Overview

Dr. Kenny Beckman is Assistant Scientist and Director of the Functional Genomics Core at CHORI. From a doctoral background in plant biochemistry (he studied the host-pathogen interaction between potato and the blight fungus Phytophthora infestans as a graduate student at the University of Cambridge in England), Dr. Beckman followed an interest in oxidative stress to research on aging at U.C. Berkeley in the laboratory of Bruce Ames.

During his postdoctoral studies, Dr. Beckman developed methods for measuring trace oxidative damage to DNA, and applied these methods to studies of vertebrate aging. Most recently, he took a two-year sabbatical from academia as co-founder of Gorilla Genomics, a research reagent company in Alameda, CA. Since mid-2002, Dr. Beckman has been developing the Functional Genomics Core at CHORI, while establishing an independent research program surrounding the genomic response to oxidative stresses, the role of nutrient-gene interactions in cellular homeostasis, and the overall transcriptional control of cellular defenses and repair.

Functional Genomics
During the past decade, there has been a technological revolution in the way that the life sciences are conducted, commonly referred to as the “genomics” revolution. Initially, this label was applied to large-scale sequencing projects, such as the global Human Genome Project and similar efforts dedicated to organisms such as E. coli, yeast, the fruit fly, the round-worm C. elegans, and the laboratory mouse. In recent years, however, as the technologies developed in support of these large-scale efforts have spilled over into the rest of biomedical research, the term “genomics” has come to mean much more. By now, “genomics” refers to research which is driven by primary genomic sequence information, and in which hundreds to tens of thousands of genes are analyzed simultaneously.

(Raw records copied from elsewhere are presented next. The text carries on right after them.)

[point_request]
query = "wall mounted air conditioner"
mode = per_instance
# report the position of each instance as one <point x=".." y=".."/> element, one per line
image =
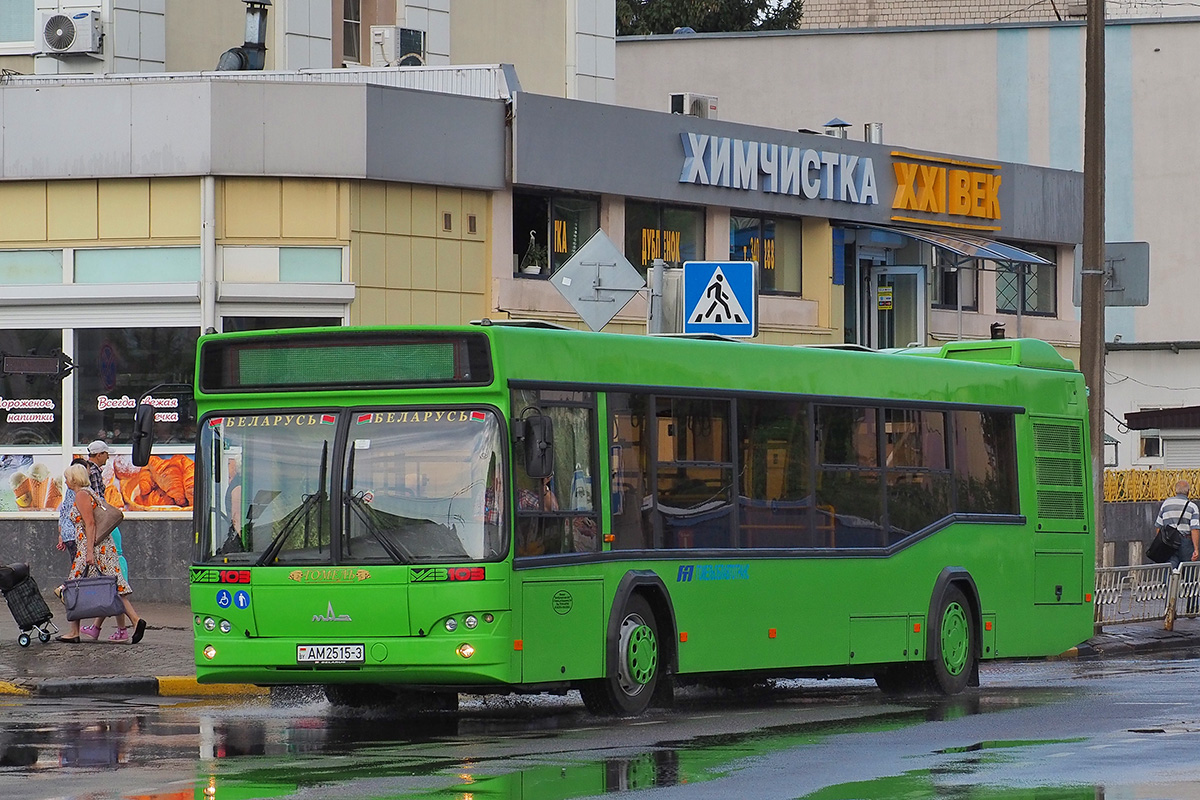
<point x="694" y="104"/>
<point x="396" y="47"/>
<point x="71" y="32"/>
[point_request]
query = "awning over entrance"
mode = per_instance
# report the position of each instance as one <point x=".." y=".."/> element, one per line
<point x="1165" y="419"/>
<point x="965" y="245"/>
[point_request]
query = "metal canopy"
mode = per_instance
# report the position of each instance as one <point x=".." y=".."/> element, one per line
<point x="965" y="245"/>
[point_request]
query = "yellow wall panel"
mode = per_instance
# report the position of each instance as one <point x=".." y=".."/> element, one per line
<point x="252" y="208"/>
<point x="425" y="265"/>
<point x="175" y="208"/>
<point x="400" y="307"/>
<point x="474" y="204"/>
<point x="310" y="209"/>
<point x="400" y="209"/>
<point x="400" y="263"/>
<point x="449" y="254"/>
<point x="425" y="211"/>
<point x="71" y="210"/>
<point x="425" y="308"/>
<point x="474" y="266"/>
<point x="450" y="211"/>
<point x="372" y="206"/>
<point x="124" y="209"/>
<point x="449" y="310"/>
<point x="372" y="265"/>
<point x="372" y="306"/>
<point x="23" y="216"/>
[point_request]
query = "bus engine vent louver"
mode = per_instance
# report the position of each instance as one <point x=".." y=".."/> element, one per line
<point x="1060" y="475"/>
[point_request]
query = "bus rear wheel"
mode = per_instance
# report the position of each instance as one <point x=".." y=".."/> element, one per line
<point x="955" y="647"/>
<point x="634" y="677"/>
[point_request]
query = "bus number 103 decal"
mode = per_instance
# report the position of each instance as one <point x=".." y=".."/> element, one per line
<point x="433" y="573"/>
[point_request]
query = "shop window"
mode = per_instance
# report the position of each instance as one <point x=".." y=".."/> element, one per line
<point x="137" y="265"/>
<point x="311" y="264"/>
<point x="676" y="234"/>
<point x="30" y="266"/>
<point x="547" y="229"/>
<point x="954" y="281"/>
<point x="30" y="405"/>
<point x="115" y="366"/>
<point x="1035" y="286"/>
<point x="229" y="324"/>
<point x="775" y="245"/>
<point x="352" y="28"/>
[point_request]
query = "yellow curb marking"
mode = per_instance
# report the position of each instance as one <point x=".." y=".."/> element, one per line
<point x="180" y="686"/>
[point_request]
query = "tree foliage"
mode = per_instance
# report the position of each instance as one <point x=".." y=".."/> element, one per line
<point x="646" y="17"/>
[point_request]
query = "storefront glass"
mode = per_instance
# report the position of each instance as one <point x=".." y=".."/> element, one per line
<point x="115" y="366"/>
<point x="676" y="234"/>
<point x="775" y="245"/>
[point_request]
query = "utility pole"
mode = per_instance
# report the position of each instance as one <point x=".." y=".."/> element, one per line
<point x="1091" y="346"/>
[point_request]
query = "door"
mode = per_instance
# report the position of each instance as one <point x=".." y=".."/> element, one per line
<point x="898" y="306"/>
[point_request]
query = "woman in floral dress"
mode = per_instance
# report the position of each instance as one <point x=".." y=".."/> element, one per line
<point x="102" y="555"/>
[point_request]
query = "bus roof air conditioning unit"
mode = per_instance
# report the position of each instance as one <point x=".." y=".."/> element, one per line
<point x="694" y="104"/>
<point x="71" y="32"/>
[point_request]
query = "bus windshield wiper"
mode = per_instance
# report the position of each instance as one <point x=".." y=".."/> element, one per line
<point x="299" y="513"/>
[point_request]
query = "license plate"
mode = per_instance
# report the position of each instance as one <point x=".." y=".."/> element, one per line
<point x="330" y="654"/>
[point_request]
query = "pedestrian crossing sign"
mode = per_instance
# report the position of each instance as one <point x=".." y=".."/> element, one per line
<point x="720" y="298"/>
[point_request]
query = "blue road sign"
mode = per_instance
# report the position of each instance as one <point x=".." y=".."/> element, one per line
<point x="720" y="298"/>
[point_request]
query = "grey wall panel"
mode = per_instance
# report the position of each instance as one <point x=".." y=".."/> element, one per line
<point x="169" y="132"/>
<point x="66" y="132"/>
<point x="605" y="149"/>
<point x="313" y="130"/>
<point x="431" y="138"/>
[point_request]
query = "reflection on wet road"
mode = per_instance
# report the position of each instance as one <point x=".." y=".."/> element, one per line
<point x="1047" y="731"/>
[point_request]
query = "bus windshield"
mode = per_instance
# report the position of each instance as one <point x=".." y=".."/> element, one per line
<point x="415" y="487"/>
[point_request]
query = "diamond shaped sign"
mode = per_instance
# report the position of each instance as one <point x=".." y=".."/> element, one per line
<point x="598" y="281"/>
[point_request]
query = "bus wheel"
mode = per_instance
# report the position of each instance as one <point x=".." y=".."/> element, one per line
<point x="629" y="689"/>
<point x="954" y="650"/>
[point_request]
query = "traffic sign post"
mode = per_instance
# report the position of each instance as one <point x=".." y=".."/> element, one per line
<point x="720" y="298"/>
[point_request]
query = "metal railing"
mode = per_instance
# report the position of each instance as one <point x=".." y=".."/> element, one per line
<point x="1145" y="485"/>
<point x="1146" y="593"/>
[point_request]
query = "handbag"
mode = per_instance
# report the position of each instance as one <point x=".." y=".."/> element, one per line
<point x="106" y="516"/>
<point x="93" y="595"/>
<point x="1167" y="541"/>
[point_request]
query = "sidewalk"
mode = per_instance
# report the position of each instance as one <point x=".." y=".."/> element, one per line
<point x="163" y="662"/>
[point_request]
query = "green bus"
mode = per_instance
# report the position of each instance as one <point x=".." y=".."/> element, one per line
<point x="413" y="512"/>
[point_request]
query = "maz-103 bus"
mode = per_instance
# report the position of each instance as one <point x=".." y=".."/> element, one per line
<point x="409" y="513"/>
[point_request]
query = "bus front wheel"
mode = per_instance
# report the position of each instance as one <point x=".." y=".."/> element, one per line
<point x="954" y="648"/>
<point x="630" y="684"/>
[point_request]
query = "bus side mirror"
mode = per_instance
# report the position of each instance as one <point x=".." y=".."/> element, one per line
<point x="143" y="434"/>
<point x="539" y="439"/>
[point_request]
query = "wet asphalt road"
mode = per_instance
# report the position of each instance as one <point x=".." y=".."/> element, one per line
<point x="1117" y="728"/>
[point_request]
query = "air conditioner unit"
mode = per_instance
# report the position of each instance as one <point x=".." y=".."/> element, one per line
<point x="69" y="32"/>
<point x="694" y="104"/>
<point x="396" y="47"/>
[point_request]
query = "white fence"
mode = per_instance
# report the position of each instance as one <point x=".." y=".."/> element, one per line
<point x="1151" y="591"/>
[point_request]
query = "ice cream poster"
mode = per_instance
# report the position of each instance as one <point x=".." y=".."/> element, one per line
<point x="30" y="482"/>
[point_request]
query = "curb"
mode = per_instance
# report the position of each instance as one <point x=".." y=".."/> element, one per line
<point x="159" y="686"/>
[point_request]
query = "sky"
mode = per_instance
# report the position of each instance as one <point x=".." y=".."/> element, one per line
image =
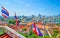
<point x="31" y="7"/>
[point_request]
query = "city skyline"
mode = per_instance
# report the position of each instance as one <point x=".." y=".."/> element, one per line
<point x="31" y="7"/>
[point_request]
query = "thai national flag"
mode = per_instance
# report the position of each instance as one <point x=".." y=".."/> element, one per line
<point x="39" y="33"/>
<point x="36" y="30"/>
<point x="16" y="20"/>
<point x="5" y="13"/>
<point x="15" y="16"/>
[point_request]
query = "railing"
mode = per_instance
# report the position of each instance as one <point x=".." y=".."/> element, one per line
<point x="11" y="32"/>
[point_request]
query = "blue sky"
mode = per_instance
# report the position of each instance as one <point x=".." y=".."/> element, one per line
<point x="31" y="7"/>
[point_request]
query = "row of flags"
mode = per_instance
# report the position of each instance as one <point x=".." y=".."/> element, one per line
<point x="5" y="14"/>
<point x="37" y="31"/>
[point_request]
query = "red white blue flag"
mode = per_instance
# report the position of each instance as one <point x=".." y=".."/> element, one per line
<point x="15" y="16"/>
<point x="36" y="30"/>
<point x="16" y="20"/>
<point x="5" y="13"/>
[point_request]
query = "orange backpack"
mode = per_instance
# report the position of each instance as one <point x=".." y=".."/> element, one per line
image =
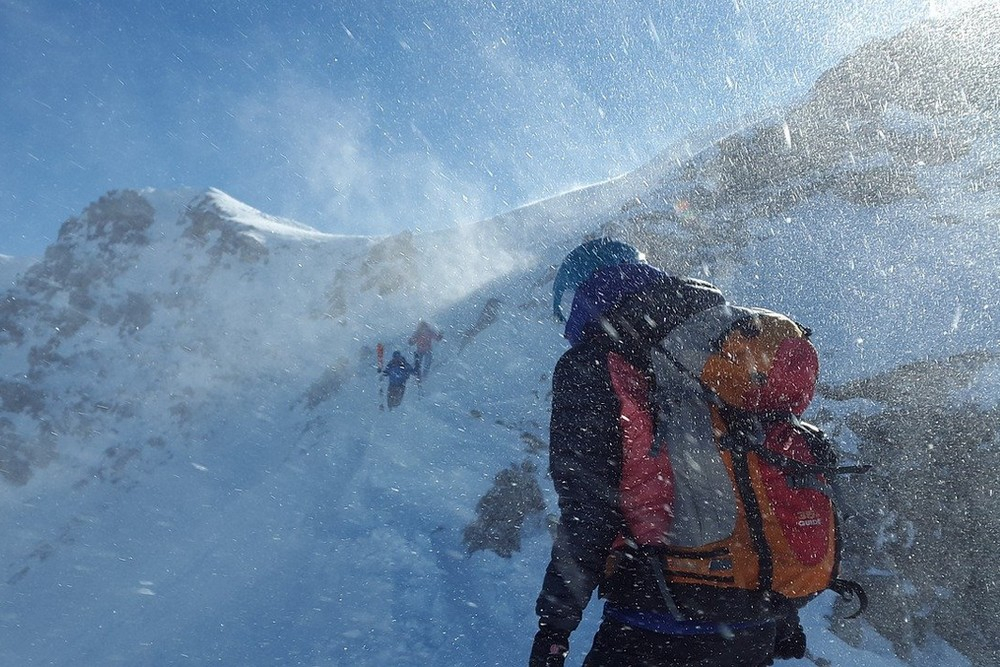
<point x="750" y="505"/>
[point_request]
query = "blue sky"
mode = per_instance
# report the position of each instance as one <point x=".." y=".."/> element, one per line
<point x="371" y="117"/>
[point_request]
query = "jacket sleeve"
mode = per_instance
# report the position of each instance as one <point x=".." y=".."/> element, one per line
<point x="585" y="465"/>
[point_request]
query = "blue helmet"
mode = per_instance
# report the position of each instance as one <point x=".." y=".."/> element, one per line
<point x="583" y="261"/>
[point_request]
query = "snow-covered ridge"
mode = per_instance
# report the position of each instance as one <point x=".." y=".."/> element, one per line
<point x="195" y="467"/>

The principle factors driving genomics have been: 1) the complete sequencing of the human genome—and dozens of other genomes—during the past five years; 2) the development and commercialization of robots and other devices capable of handling tens of thousands of samples, which is required in parallel studies of all of the genes in a genome; 3) developments in computing which now provide any researcher who has a few thousand dollars with an extremely powerful personal computer capable of dealing with large data sets; 4) developments in the related field of “bioinformatics,” which have resulted in software for manipulating and analyzing millions of data points from tens of thousands of genes and thousands of samples.

Perhaps most significantly, the adoption of genomics has been driven by an evolution in the mind-set of research scientists, who have now embraced a “discovery-based” model for research that differs from and is complementary to “hypothesis-driven” approaches. Traditionally, most biomedical research has been driven by hypotheses about specific molecules, structures, genes, and so on. Most experiments, in other words, have been pursued in order to test out a specific model about how a known molecule, cell, organ, or organism works. The sequencing of the human genome, of course, made it evident that scientists were studying no more than 10% of identifiable genes. Genomics, in essence, permits scientists to try to discover the identities and functions of the remaining 90% of genes. In other words, many genomic experiments have no explicit hypothesis about a known gene, as they are focused on unearthing different kinds of information, such as the functional identities of uncharacterized genes, or previously unknown associations between disparate genes and gene families.